The Youth Center will house a half-court gymnasium, gathering area and meeting rooms. Its mission is to provide a safe location for children to play, for teens to get involved in development programs and for parents and adults to expand their horizons.

The nonprofit organization has already raised nearly $2 million but still needs an additional $500,000 before the end of 2019 to finish the much-anticipated project.

HARD TIMES

Many families on Wheeling Island are struggling in poverty. They often lack both access to transportation and the extra money take their children to nearby parks and activities that will keep their bodies active and their minds busy.

Once a thriving community of wealthy merchants and factory workers, “The Island” has in recent decades fallen on hard times. Island children have been witnesses to violent crime, drug addiction and urban decay.

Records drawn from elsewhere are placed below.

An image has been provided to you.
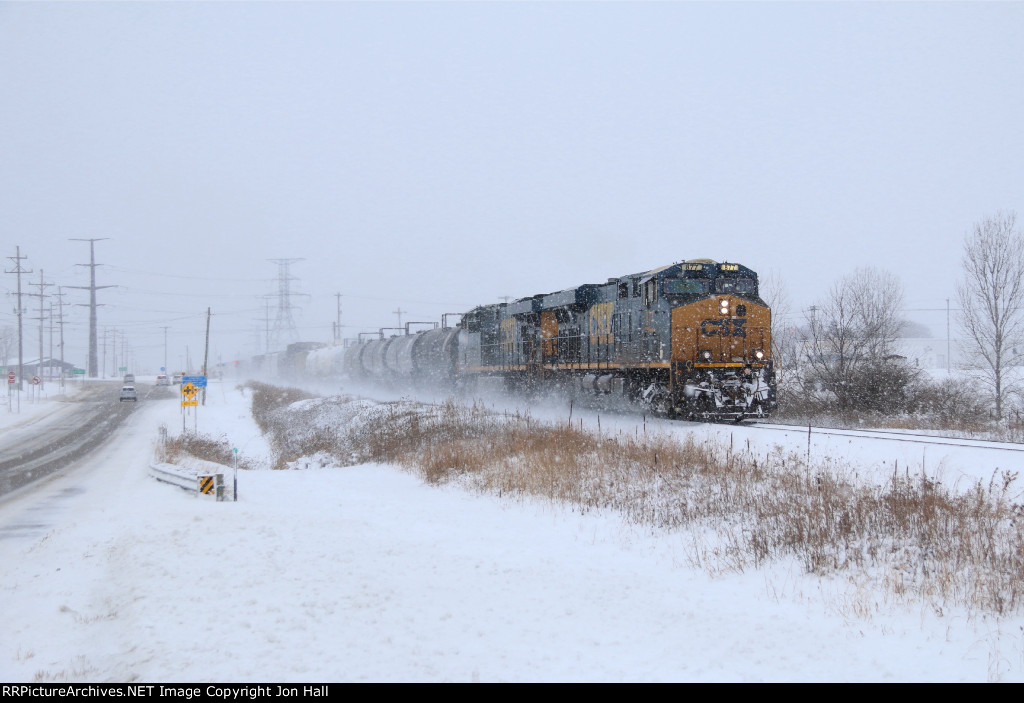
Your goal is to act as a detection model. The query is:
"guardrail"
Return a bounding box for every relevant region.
[150,462,233,500]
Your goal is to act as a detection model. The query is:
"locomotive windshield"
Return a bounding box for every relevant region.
[715,278,758,296]
[665,278,708,296]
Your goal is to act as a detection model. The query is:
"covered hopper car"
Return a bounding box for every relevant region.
[306,259,776,421]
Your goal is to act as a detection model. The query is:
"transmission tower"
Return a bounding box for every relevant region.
[68,236,117,379]
[267,259,305,350]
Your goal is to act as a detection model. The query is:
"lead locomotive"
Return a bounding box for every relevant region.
[306,259,776,422]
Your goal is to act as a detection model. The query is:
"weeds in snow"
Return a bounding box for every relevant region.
[245,384,1024,615]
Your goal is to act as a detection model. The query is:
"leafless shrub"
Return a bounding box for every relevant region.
[156,433,253,470]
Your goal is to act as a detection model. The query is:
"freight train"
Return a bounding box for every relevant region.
[287,259,776,422]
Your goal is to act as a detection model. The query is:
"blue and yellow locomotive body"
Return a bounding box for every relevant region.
[335,259,775,421]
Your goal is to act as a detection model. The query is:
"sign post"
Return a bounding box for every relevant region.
[181,376,199,432]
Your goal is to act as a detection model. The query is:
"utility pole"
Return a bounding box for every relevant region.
[68,236,117,379]
[57,285,65,390]
[334,293,341,344]
[946,298,950,376]
[203,308,210,407]
[26,269,53,390]
[162,326,169,374]
[5,247,32,412]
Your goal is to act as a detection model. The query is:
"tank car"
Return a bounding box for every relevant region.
[343,259,776,421]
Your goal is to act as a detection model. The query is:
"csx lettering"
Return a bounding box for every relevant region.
[700,318,746,337]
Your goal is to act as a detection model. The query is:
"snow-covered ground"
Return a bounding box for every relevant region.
[0,382,1024,683]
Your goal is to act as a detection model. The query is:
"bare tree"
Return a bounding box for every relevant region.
[805,267,912,410]
[956,207,1024,420]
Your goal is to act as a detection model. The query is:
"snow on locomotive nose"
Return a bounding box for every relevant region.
[325,259,776,421]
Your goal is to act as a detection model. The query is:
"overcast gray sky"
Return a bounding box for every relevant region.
[0,2,1024,372]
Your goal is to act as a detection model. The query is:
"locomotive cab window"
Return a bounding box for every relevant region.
[715,278,758,296]
[643,278,657,305]
[665,278,708,296]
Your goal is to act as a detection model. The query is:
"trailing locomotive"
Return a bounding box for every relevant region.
[306,259,776,422]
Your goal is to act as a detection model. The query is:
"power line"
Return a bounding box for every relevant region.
[68,236,117,379]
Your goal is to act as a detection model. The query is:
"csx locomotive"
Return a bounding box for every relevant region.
[304,259,776,422]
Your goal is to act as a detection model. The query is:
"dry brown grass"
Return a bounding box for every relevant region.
[247,382,1024,614]
[156,431,260,470]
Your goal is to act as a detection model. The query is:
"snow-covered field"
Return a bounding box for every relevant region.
[0,382,1024,683]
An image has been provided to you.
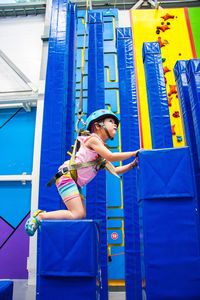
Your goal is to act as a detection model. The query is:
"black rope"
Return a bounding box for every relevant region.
[0,107,22,129]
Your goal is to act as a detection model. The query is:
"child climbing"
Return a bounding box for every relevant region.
[25,109,139,236]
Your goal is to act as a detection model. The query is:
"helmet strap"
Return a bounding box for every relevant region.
[98,121,113,140]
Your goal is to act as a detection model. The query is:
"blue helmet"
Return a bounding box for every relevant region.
[85,109,119,131]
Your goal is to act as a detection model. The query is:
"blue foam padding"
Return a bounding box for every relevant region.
[138,147,200,300]
[66,3,77,155]
[142,42,173,148]
[0,280,13,300]
[139,147,194,199]
[37,220,100,300]
[117,28,142,300]
[86,11,108,300]
[36,277,99,300]
[187,59,200,167]
[39,0,75,210]
[38,220,99,277]
[174,60,199,169]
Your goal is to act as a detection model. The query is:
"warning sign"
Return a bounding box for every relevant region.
[111,232,119,241]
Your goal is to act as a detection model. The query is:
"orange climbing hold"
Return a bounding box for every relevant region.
[172,111,180,118]
[168,85,177,97]
[156,25,170,32]
[171,125,176,135]
[163,67,171,74]
[161,14,174,21]
[168,97,172,106]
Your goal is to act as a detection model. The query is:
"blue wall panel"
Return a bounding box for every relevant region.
[39,0,76,210]
[86,12,108,300]
[138,148,200,300]
[117,28,141,300]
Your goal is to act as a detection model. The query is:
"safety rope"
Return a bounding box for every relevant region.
[0,107,22,129]
[76,0,89,134]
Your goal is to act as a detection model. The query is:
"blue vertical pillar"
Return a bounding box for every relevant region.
[142,43,173,148]
[138,147,200,300]
[37,220,100,300]
[39,0,74,210]
[86,12,108,300]
[187,59,200,168]
[174,60,200,220]
[116,28,141,300]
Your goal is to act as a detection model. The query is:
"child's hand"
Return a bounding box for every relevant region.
[130,158,138,169]
[133,148,143,157]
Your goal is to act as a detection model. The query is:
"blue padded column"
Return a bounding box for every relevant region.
[39,0,76,210]
[0,280,13,300]
[37,220,100,300]
[174,60,200,219]
[142,43,173,148]
[66,3,77,154]
[86,12,108,300]
[187,59,200,168]
[138,147,200,300]
[116,28,142,300]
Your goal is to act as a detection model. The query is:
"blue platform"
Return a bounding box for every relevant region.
[138,147,200,300]
[37,220,101,300]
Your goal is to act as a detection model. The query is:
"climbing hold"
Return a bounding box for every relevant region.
[168,97,172,106]
[172,111,180,118]
[156,25,170,32]
[161,14,174,21]
[158,36,169,48]
[176,135,183,143]
[171,125,176,135]
[168,85,177,97]
[163,66,171,74]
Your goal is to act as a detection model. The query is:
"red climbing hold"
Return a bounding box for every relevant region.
[161,14,174,21]
[168,97,172,106]
[158,36,169,48]
[156,25,170,32]
[171,125,176,135]
[168,85,177,97]
[163,67,171,74]
[172,111,180,118]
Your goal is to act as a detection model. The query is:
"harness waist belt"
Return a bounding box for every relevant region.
[47,167,69,187]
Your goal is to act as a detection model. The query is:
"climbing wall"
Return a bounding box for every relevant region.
[131,9,198,149]
[0,108,36,279]
[76,9,124,284]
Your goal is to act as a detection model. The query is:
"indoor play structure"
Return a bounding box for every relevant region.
[0,0,200,300]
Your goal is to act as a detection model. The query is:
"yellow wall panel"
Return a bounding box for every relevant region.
[131,8,193,149]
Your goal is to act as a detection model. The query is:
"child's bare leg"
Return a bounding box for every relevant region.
[37,196,85,221]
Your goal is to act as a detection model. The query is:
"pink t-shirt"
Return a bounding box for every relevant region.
[75,134,103,187]
[59,133,103,187]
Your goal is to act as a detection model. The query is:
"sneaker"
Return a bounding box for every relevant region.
[25,209,44,236]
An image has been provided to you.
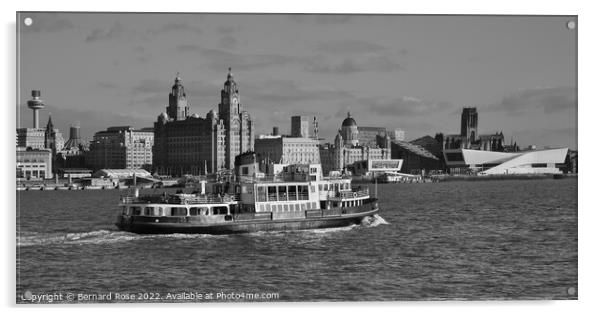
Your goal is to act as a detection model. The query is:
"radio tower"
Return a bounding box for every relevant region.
[27,90,44,129]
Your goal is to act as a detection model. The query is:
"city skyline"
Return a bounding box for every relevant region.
[18,13,577,148]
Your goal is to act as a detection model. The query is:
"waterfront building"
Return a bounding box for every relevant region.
[55,123,87,169]
[17,90,65,154]
[63,123,85,149]
[255,135,320,168]
[357,126,384,147]
[153,70,254,175]
[443,107,507,151]
[387,128,406,141]
[391,140,442,174]
[92,168,152,180]
[391,134,445,174]
[445,148,568,175]
[85,126,154,170]
[291,116,309,138]
[17,147,53,179]
[17,127,46,149]
[44,115,65,159]
[320,113,391,173]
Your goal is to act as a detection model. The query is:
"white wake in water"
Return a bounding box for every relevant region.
[362,214,389,227]
[17,230,223,247]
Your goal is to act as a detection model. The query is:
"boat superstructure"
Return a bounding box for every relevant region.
[116,164,378,234]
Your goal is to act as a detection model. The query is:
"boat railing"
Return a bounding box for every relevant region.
[335,189,370,199]
[121,194,240,204]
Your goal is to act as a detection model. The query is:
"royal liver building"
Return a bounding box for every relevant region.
[153,71,254,176]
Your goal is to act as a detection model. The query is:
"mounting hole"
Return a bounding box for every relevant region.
[566,286,577,296]
[566,21,577,30]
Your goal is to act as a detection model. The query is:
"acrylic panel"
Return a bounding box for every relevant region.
[16,12,578,304]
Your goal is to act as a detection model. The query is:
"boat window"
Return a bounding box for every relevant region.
[288,185,297,201]
[144,206,154,215]
[257,186,267,202]
[132,206,142,215]
[213,206,228,215]
[171,207,188,216]
[299,185,309,200]
[278,185,288,201]
[268,186,278,201]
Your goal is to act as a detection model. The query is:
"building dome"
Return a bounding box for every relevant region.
[342,112,357,127]
[158,112,169,121]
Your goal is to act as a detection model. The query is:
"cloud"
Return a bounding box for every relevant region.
[219,35,238,48]
[306,55,405,74]
[19,13,75,33]
[358,96,453,116]
[217,25,242,34]
[201,49,305,70]
[98,81,118,89]
[86,22,125,43]
[504,126,578,149]
[288,14,352,25]
[176,44,201,53]
[489,87,577,115]
[241,80,352,106]
[313,40,387,54]
[147,22,203,35]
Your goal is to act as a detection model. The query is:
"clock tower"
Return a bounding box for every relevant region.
[219,68,240,121]
[218,68,253,169]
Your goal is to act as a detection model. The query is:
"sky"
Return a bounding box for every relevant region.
[17,12,577,149]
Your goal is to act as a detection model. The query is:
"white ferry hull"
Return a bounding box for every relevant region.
[116,199,378,235]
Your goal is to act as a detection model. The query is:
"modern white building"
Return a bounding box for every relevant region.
[444,148,568,175]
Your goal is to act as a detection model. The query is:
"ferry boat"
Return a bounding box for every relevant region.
[116,164,379,234]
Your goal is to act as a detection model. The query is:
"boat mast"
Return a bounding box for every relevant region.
[374,177,378,198]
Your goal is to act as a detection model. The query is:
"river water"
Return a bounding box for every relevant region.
[16,179,577,303]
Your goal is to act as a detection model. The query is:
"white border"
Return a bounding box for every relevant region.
[0,0,602,316]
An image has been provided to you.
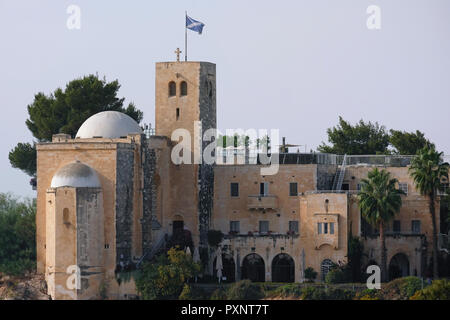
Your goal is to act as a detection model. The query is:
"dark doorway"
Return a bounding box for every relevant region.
[242,253,266,282]
[272,253,295,282]
[389,253,409,280]
[213,253,236,282]
[172,221,184,234]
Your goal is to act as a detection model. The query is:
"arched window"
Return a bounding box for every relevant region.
[169,81,177,97]
[63,208,70,224]
[180,81,187,97]
[320,259,334,280]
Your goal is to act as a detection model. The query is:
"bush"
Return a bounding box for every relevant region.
[301,287,327,300]
[325,269,346,284]
[305,267,317,282]
[273,284,302,298]
[136,248,200,300]
[301,286,355,300]
[0,193,36,275]
[208,230,223,248]
[410,279,450,300]
[379,277,422,300]
[355,289,380,300]
[227,280,264,300]
[325,288,355,300]
[211,288,227,300]
[178,283,206,300]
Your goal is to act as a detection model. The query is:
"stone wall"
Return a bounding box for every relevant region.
[115,145,134,267]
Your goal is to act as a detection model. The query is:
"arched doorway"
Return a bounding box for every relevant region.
[320,259,334,281]
[213,253,236,282]
[272,253,295,282]
[242,253,266,282]
[389,253,409,280]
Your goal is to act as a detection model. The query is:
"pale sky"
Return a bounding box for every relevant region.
[0,0,450,196]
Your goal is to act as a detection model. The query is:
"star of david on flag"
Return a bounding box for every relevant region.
[186,15,205,34]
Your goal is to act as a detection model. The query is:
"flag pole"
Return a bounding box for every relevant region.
[184,11,187,61]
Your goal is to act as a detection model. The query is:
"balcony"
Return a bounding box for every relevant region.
[247,195,278,210]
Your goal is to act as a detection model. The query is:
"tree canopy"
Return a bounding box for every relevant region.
[9,74,143,176]
[358,168,405,281]
[389,130,433,155]
[0,193,36,275]
[317,117,433,155]
[318,117,389,155]
[136,248,201,300]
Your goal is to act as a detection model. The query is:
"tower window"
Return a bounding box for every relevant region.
[180,81,187,97]
[63,208,70,224]
[289,182,298,197]
[231,182,239,197]
[169,81,177,97]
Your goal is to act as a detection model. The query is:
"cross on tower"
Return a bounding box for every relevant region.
[175,48,183,62]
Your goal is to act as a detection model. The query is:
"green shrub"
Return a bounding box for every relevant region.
[325,268,346,284]
[301,286,355,300]
[379,277,422,300]
[301,286,327,300]
[401,277,423,298]
[210,288,227,300]
[0,193,36,275]
[178,283,206,300]
[410,279,450,300]
[355,289,380,300]
[208,230,223,248]
[136,248,200,300]
[325,288,355,300]
[305,267,317,281]
[227,280,264,300]
[273,284,302,298]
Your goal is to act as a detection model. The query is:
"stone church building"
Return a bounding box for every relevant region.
[36,61,439,299]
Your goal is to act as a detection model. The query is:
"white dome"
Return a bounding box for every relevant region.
[51,161,101,188]
[76,111,142,139]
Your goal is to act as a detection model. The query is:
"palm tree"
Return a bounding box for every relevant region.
[409,145,449,279]
[358,168,405,282]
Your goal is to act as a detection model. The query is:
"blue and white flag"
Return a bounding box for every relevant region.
[186,15,205,34]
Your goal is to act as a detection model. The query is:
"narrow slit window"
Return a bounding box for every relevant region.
[180,81,187,97]
[169,81,177,97]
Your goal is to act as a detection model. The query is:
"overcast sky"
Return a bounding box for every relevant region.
[0,0,450,196]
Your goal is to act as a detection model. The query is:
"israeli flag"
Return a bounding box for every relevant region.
[186,15,205,34]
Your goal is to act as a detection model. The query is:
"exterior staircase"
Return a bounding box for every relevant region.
[333,155,347,191]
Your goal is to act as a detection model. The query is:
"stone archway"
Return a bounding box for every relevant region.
[320,259,334,281]
[242,253,266,282]
[272,253,295,282]
[389,253,409,280]
[213,253,236,282]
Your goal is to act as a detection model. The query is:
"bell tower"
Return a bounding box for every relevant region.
[155,58,217,247]
[155,59,217,139]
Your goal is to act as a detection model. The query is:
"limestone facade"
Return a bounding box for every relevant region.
[36,62,439,299]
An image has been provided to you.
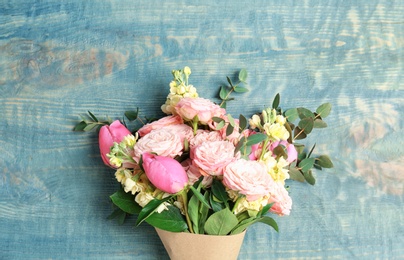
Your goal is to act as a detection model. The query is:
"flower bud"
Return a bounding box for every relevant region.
[143,153,188,194]
[98,120,131,166]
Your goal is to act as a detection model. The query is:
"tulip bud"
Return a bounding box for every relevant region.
[98,120,131,166]
[142,153,188,194]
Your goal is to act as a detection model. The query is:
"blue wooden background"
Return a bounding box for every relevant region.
[0,0,404,259]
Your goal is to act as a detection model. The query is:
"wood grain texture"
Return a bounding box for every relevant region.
[0,0,404,259]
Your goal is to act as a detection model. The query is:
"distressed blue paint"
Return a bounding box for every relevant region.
[0,0,404,259]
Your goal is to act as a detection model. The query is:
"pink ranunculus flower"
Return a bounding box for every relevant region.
[268,182,292,216]
[142,153,188,194]
[223,159,274,201]
[137,116,183,136]
[98,120,131,168]
[181,158,213,187]
[163,124,194,144]
[133,128,184,162]
[189,129,223,148]
[190,141,236,176]
[175,98,226,125]
[269,141,297,163]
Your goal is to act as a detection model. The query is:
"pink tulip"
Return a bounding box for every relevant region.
[98,120,131,166]
[142,153,188,194]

SAFE HAVEN and TRANSFORMATION

The House of the Carpenter, located in a large house along South Front Street, has created a safe haven and a sense of community for families striving for a better life for their children. Within the past seven years, the number of programs it offers has grown from nine to 31 annually. More than half of these programs are offered specifically to area youth and include music, art, cooking classes, life skills, career building, after-school programs and tutoring.

“Real transformations are taking place, especially with our youth,” says the Rev. Dr. Michael Linger, executive director. “Grades are improving in school, school attendance is improving, and the kids are developing realistic career paths and goals.

“The programs held in our youth center will be a conduit in moving families out of the culture of despair, defeat and failure. The programs will give our families the tools they need to build positive, safe relationships that support and encourage their transformation out of the cycle of poverty.

“Donations toward the construction of the Youth Center and to The House of the Carpenter will have a positive, lasting impact on children and families for decades to come,” says Linger.

For more information about the Building Hope for Tomorrow Campaign, or to make a donation, visit www.houseofthecarpenter.com. To contact Rev. Dr. Linger, contact him at mlinger@houseofthecarpenter.com or by calling 304-233-4640.

SINCE 1964

The House of the Carpenter was opened in 1964 in cooperation with the West Virginia Conference of the Methodist Church as a mission project with the purpose of addressing the growing needs of individuals and families, resulting from the decline in the coal and steel industries in the region. The House of the Carpenter serves people throughout the Upper Ohio Valley on both sides of the Ohio River.

It began in an old Victorian-style home on Wheeling Island. Out of this building, a clothing center, food pantry and utility assistance were provided to needy Wheeling Island families for 30 years. In 2000, a new building was constructed, and the House of the Carpenter moved farther south on Wheeling Island to 200 South Front St., where it continues to operate today.